I am convinced that Clare did add words, lines, even whole stanzas to songs he wrote down; partly, as I have already suggested, to fill in gaps, but also to elaborate and improve the words in his attempt to create specific effects in his writing. Sometimes Clare's literary exercises make the songs quite unsingable. I can claim to know this having attempted to sing several to the tunes suggested by the editor. 'To Day the Fox must dye, a hunting song' quite defeated me in 6/8 time, with words such as:


The bugle blows the sporting train
Swift mounts the snorting steed
Each fence defiance bids in vain
Their progress to impede


Another song, 'Widowers Sigh - old song altered', verges on music-hall pathos while still working as a poem:


Birds are singing on the tree
Flowers are springing on the lea
Every heart but mine is gladdened
Every love but mine returned


From time to time we find in the notes to songs the editor's plea that 'This is surely a song written by Clare' and Deacon may well be right; or as right as anyone can be who has spent so long examining the manuscripts.

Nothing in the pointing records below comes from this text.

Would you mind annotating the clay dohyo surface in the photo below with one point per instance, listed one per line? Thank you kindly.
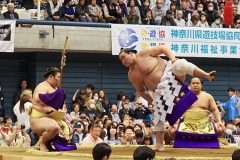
(17, 153)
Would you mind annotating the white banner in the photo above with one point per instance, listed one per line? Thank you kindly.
(7, 33)
(183, 41)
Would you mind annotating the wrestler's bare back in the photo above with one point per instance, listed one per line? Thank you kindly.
(147, 70)
(205, 102)
(42, 88)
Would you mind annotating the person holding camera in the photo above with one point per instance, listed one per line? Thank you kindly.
(54, 11)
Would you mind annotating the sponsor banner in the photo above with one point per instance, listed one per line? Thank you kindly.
(183, 41)
(7, 33)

So far as I can see not one of the poems for which Clare is best remembered is cited as being influenced by the folk tradition in the whole of this book of songs, tunes and ms; so we never feel with the editor that 'once incarcerated in Northampton Asylum . . . an inexorable process of institutionalisation may have restricted his language and poetic vision but . . . even in this period Clare could rely on his roots in the [folk] tradition to inspire his muse.' To make such a statement is to ignore the simple fact that many of Clare's most fully characteristic and successful poems were written when he was 'incarcerated'. What of 'Love lives beyond/The tomb, the earth, which fades like dew', 'An Invite to Eternity', 'I Am', 'Clock-a-Clay', 'First Love', 'I Hid my Love', 'Meet me in the Green Glen', 'A Vision', that spiritual affirmation in which Clare said he 'kept my spirit with the free'? Apparently nothing according to Deacon. Yet it is in these poems that we meet Clare at his most memorable, writing from that eery sense of both spiritual and mental solitude which gave rise to his essential poetic self. So we can only agree with the editor's hypothesis if we ignore Clare's finest late poems.

Rather than proving an hypothesis, Deacon's achievement, which is not inconsiderable, is to make us re-examine Clare's work with a new-found awareness of the two traditions, both literary and oral, which do somehow meet in him. Throughout Clare's work we find poems with the title 'Song', and we can now see that these poems stem as much from memories of songs heard as a boy as any later read in books. Our awareness of their possible origins teaches us something of the nature of both the poet and the oral tradition which peeps from behind poems from time to time.

As such this very rich book is necessary reading for all Clare enthusiasts, and read in conjunction with that other study of songs as literature, James Reeves's The Idiom of the People, shows the reader who perhaps has only been taught the mainstream of English literature that things other than poems in the canon do affect what poets make of poetry.
JONATHAN BARKER

This review is taken from PN Review 35, Volume 10 Number 3, January - February 1984.